# BOCM Disused Pig testing facility, Terrick *Very pic heavy*



## Landie_Man (Feb 19, 2009)

I posted this up on 28dl as well, but hopefully I will not make such a dogs breakfast of it this time! This is my first urbex, and carried out over two days. This is quite picture heavy, but I have resized all of the pictures. 

This is my first urbex attempt, go easy on me :-d

Closed between 1982 and 1985, BOCM research centre did genetic testing on pigs. It lay empty for many years, but was purchased by LandLink PLC for development in 2004, but its application for building work was refused twice. It is now for sale again for £1,900,000.

The site has obviously been visited a few times over the years due to its vanadalism level, and lots of random stuff remained in the sheds. 

Two or three buildings are also burnt out. 

Terrick is on the Risborough road between Stoke Mandeville and Coombe Hill. BOCM is accesible from North Lee Lane

























































The site has been used as a dumping ground for many years:















*Seems a shame*






*Some sort of old Video player?*











*Hmmm, Very asylumy*






*What a waste*

The Level of decay in this place was insane:























































































With lots of random items in sheds, Perhaps these were squatted in once?:





















The obligitry Toilet block shots:

















A small feeding silo:







Now for the cherry on the cake!:

Caretakers house, semi-dettached but sadly completley destroyed by chavs and fire. This place has a summer house complete with loo:






























Summer house with outdoor loo











Garden Stables: 












and Garden Sheds:





Really sad sight to see...







I hope you enjoyed my report, and that it wasn't to picture heavy. I have compressed these photos. Ok for a first go?


----------



## james.s (Feb 19, 2009)

Nice, good pictures too. It would probably be best to post a few of your very best one (say 7-10 of them) and put a link to your online album.
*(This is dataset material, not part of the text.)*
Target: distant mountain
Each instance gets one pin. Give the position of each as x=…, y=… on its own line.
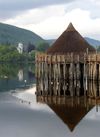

Nice work though, I look forward to more!


----------



## Pseudonym (Feb 19, 2009)

I had to make a DNA fingerprint from an old sample of pig that came from there. well that's what my told us over and over and over. A truly boring man.

Nice pics you've got there, but you might want to watch it around all that smashed asbestos.


----------



## Richard Davies (Feb 19, 2009)

That place has all sorts of random junk, about 7 pics in there appears to be a camper van roof.

That video is one of the Philips N1500 series of machines http://www.oldtechnology.net/vcr.html


----------



## Mr Sam (Feb 19, 2009)

wheres the resdt of the mk1 fiesta? i spy boot boards and a parcel shelf


----------



## smileysal (Feb 19, 2009)

I like some of the features in the caretakers house. The fireplace looks cool, an that cooker looks in better nick than mine, doesn't look like the door falls off that one. 

Good to see the retro vacuum cleaner (showing my age now, but I remember my parents having one of those, in fact, I think they've still got it, hidden away in the loft).

Cheers, some interesting shots there. 

 Sal


----------



## Foxylady (Feb 19, 2009)

Huge site! Really like the huts and the garden sheds and stables. Sad it's so trashed, though. 
The bit I really like is the very rickety, wavy hut. 
Cheers.


----------



## BigLoada (Feb 19, 2009)

Nice!I love the random junk. My mam had an Electrolux vacuum cleaner identical to that. The scooter thing is cool too, if Sausage sees this he'll want that for drain exploration transport

Seems like a huge price they want for it. ANy idea how much land it is?


----------



## vmlopes (Feb 19, 2009)

Pseudonym said:


> I had to make a DNA fingerprint from an old sample of pig that came from there. well that's what my told us over and over and over. A truly boring man.
> 
> Nice pics you've got there, but you might want to watch it around all that smashed asbestos.



Can I ask how you know thats smashed Asbestos


----------



## Landie_Man (Feb 19, 2009)

Can you tell me the date that the pig came to you? 80s some time?? 

Yes it is a campervan roof, VERY random, and that weird trailor had a plate on it that was H-reg 89-90, so the place has been used for storage since. It was very sad to see that house burnt to the ground, that was once someones home you know, real shame. 

I wish it was all still in tact, but its so easy to get into, just a walk straight through on a path, so its asking for that damage. 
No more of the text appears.